CL1.06/GM8.12/HS1.19 Tackling past hydrological cycles - from local and regional to global scales (co-organized) |
Convener: Elisabeth Dietze | Co-Conveners: Michał Słowiński , Martin Theuerkauf , Mariusz Lamentowicz , Kira Rehfeld , James Stagge , Francis Ludlow |
The water cycle is fundamental for life on Earth, but difficult to reconstruct directly for the past without detailed instrumental records. Assessing future regional hydrological changes requires a good understanding of different components of the water cycle in a landscape (e.g. glaciers, lakes, rivers, peatlands, vegetation) and how they have developed in the past.
However, hydrological dynamics are more challenging to reconstruct than temperatures due to their high spatial variability, signal buffering, nonlinearities and uncertainties in the response of available paleoclimate archives and proxies. Furthermore, not all hydrological responses are climatically-driven. A specific archive or hydrological proxy could indicate hydrological shifts also when vegetation changes successively or when humans alter drainage systems or land cover.
To assess the state-of-the-art and the limits of knowledge on paleohydrological reconstructions, we welcome integrative contributions that address the past response of hydrological systems to local, regional and global environmental change and that discuss uncertainties and knowledge gaps in paleohydrological reconstructions, including, but not limited to:
• hydro-proxy development
• integrative syntheses of hydro-proxy information from several sites
• multi-archive and/or multi-(hydro-)proxy approaches from a single site
• statistical approaches to assess uncertainties in hydrological proxy responses
• regional to global paleohydrological modelling
• dependencies of hydrological variables: a) with other climate variables in the past (e.g. covariation of temperature and precipitation) and/or b) with non-climatic factors (e.g. land cover change, human impact)
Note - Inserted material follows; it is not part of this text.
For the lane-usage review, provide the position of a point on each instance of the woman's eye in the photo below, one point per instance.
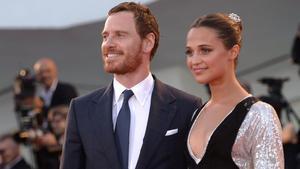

Any paleoclimatic approach that studies (parts of) the terrestrial water cycle in the widest sense (lake and peatland water budgets, water isotopes, hydroclimate from tree rings, past fire regimes, land cover and precipitation modelling etc.) can be presented in the session. We also invite scientists working in modern experimental/observational projects that might be an important reference to calibrate/interpret palaeohydrological records.
Sandy Harrison and Rene Orth are contributing as invited speakers.